On how cell phones are affecting box office returns:

Cell phones play a huge role in diminishing returns in the movies because you can do so much with your cell phones. You can talk on it, you can play games on it, you can watch TV on it, you can watch film clips on it, you can organize your life with it, you can text messages. Cell phones tend to bring us more inside of our lives whereas movies offer a chance to escape, so there are two competing forces. One force is very old — from nickelodeons to silent movies to talkies to cinemascope to cinerama to IMAX. The other venue is the gadgets that sort of anchor us in one place and eat up the hours in our day, that makes us wait for the DVD.

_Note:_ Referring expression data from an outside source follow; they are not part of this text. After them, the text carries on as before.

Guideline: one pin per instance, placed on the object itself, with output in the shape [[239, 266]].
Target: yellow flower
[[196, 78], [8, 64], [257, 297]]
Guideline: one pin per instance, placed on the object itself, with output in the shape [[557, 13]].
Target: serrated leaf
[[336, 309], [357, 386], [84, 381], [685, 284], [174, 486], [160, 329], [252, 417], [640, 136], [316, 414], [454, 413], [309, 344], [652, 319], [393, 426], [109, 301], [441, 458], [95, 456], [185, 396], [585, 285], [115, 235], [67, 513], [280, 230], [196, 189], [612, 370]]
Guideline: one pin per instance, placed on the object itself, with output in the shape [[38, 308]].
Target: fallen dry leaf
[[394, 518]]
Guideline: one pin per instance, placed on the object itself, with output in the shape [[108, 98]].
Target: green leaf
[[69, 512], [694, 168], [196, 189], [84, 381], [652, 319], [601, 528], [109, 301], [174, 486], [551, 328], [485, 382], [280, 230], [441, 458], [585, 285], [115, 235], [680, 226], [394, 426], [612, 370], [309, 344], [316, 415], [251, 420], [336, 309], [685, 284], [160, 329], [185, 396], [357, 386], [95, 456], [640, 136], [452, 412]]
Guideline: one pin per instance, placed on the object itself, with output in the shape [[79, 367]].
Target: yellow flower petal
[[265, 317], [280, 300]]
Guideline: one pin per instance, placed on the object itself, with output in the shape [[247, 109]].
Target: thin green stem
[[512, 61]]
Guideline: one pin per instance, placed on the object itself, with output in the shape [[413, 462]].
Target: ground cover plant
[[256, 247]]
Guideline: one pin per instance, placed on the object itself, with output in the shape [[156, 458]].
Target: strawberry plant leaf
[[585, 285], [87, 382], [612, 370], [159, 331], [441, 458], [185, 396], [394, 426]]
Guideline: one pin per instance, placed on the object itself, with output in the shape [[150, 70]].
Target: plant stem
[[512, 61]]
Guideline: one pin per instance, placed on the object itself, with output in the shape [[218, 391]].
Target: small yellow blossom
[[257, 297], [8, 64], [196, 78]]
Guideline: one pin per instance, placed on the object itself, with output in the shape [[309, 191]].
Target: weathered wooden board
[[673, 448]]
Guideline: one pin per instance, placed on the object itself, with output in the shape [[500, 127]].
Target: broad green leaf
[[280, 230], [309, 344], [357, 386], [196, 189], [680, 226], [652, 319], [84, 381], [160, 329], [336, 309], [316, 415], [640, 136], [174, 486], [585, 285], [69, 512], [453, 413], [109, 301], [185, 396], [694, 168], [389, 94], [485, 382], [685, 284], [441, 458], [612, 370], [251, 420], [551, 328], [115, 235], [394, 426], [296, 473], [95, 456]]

On what audience he thinks about when he's shooting a movie:

I only paint on the one size sheet of paper. I always make my movies for a movie theater that has, like, 500 seats, and I like to imagine how big that screen is and feel confident the audience can see a central character a hundred yards away in the lower right hand corner of that screen. But I also realize on a laptop on an airplane, or even at worst on an ipod, they are never going to see that character, and an element of the story will be lost. I would never want the audience to be able to touch a couple of buttons and move an arrow key and suddenly recut my film to be able to see the background better on a smaller screen. If it's an interactive movie that allows the audience complete control, that's not my business. But I am not in favor of movies that I make being so malleable in the hands of an audience, where they are able to kind of recut it and redo it and remake it.

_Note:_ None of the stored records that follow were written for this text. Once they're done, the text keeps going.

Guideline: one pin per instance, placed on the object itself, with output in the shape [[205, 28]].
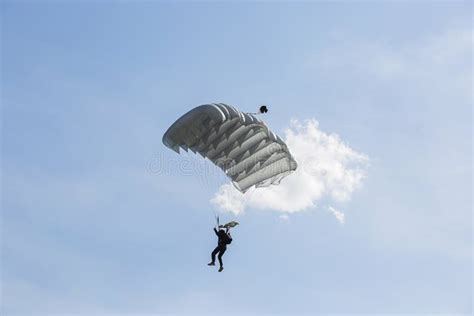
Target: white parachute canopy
[[239, 143]]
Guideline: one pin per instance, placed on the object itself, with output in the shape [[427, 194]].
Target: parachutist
[[224, 239]]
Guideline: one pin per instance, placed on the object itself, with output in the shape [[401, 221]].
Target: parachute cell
[[239, 143]]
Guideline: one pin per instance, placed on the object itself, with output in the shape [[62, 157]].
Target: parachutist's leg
[[214, 253], [221, 252]]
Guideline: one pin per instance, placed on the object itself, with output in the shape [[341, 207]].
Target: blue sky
[[89, 227]]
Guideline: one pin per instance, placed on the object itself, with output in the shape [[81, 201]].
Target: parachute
[[231, 224], [238, 143]]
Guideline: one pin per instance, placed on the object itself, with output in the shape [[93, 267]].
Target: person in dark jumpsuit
[[224, 239]]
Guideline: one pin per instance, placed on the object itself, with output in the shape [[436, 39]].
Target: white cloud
[[338, 214], [327, 168]]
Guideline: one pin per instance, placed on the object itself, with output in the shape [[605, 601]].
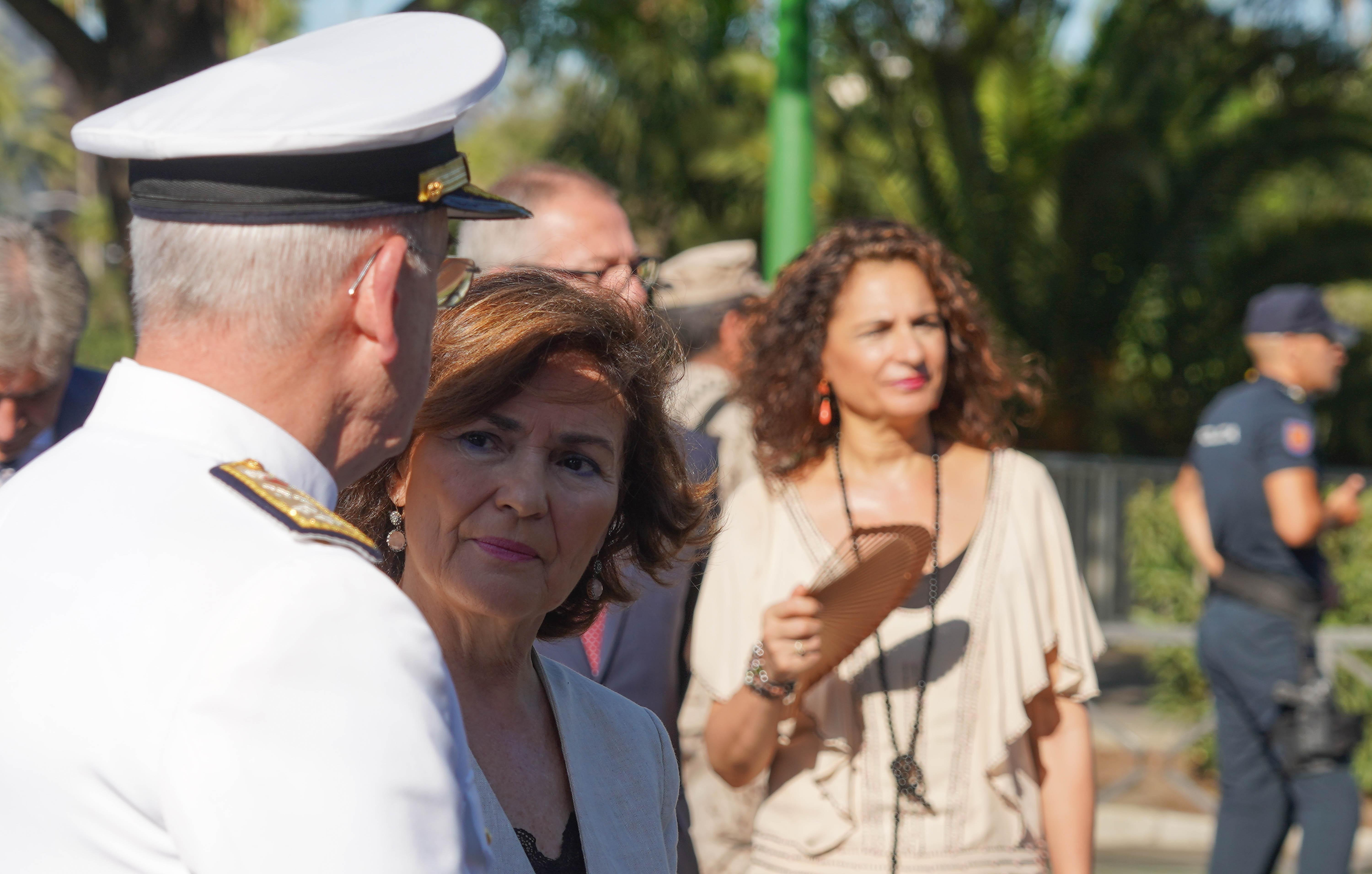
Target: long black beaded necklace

On the appeal of special effects:

The great thing about 3D special effects, computerized effects, is that now we can pretty much do anything our imaginations tell us. That's one of the greatest tools I've ever had in my professional life — being able to imagine a dinosaur and a real dinosaur is walking though our artificial jungle. Right now technology cannot say no to our imaginations. Thats a great thing for audiences and for filmmakers, and it's one of the happier notes that I've observed over the last decade. The only danger is when the technological tools become the whole point of making the movie, as opposed to a great story with great characters. When we become infatuated with the tools that can do anything and we forget the story, that's when we get in trouble. And in the end the audience calls us on it. I appreciate the fact that we can all get carried away with the special effects because they are fun; they are fun for the filmmakers, they are fun for audiences. This is a burgeoning technology and we are all bound to overindulge in it and make some mistakes, but I think we all get back to telling a good story. If you look at some of the movies that came out this year, there were a couple special effects extravaganzas, but I think the movies that hit people closest to their hearts were films that dealt with morality and conscience and intolerance. None of [the best picture nominees] had special effects and this was an exceptional year in that sense. But it was also a year that brought us the last Star Wars,, one of the best Batman ever made; it brought us Narnia, the great King Kong, and I got a chance to squeeze War of the Worlds in there, where I worked very hard not to allow the special effects to upstage the characters in the movie.